Chesterfield and High Peak and Dales PCTs share the policy but insist they will not allow exception reporting in the same circumstances.
But North Eastern Derbyshire PCT vigorously defended its rules on exception reporting. A spokeswoman said: 'The evidence base for the quality framework is not up to date and North Eastern Derbyshire has exceeded national targets for statin prescribing.'
The trust quoted the UK Heart Protection Study, which it said provided 'clear evidence' for the benefits of 40mg simvastatin in secondary prevention.
Prescribing lead Dr Ruth Cooper, a GP in Tibshelf, Derbyshire, insisted quality care was 'about affecting outcomes, not about reaching the magic number of five'.

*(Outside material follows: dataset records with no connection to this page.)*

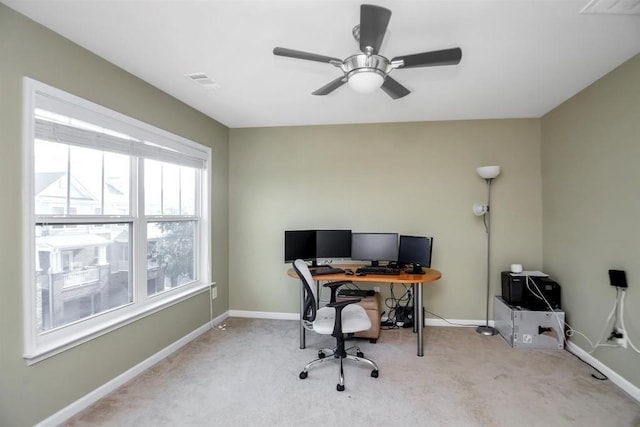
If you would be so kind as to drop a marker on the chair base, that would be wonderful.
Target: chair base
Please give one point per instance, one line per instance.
(330, 354)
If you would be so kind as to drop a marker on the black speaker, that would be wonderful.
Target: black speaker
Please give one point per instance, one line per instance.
(618, 278)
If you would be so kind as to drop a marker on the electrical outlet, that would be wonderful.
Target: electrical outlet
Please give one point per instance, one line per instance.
(622, 342)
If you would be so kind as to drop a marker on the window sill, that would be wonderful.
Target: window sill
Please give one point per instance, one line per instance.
(63, 343)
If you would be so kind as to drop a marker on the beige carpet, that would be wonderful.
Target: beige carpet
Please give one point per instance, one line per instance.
(247, 375)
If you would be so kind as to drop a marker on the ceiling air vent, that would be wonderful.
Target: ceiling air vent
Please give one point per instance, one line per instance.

The local LMC is supporting the scheme. Derbyshire LMC secretary Dr John Grenville said: 'This is stretching the interpretation of the rules but I don't think it goes outside them. I think there will be a lively debate about whether it's acceptable or not.'
But the department indicated in strong terms it did not feel the scheme was acceptable. It said: 'GMS practices are unable to vary the quality and outcomes framework and we definitely would not support a practice or PCT attempting to do so. We expect SHAs to check PCTs and practices are meeting national standards.'
GPC Wales chair Dr Andrew Dearden insisted trusts should pass new evidence to the Q&O review group for consideration. 'That is why there is a review group. Otherwise we will have more than 300 different frameworks based on whatever study the PCT read that week,' he said.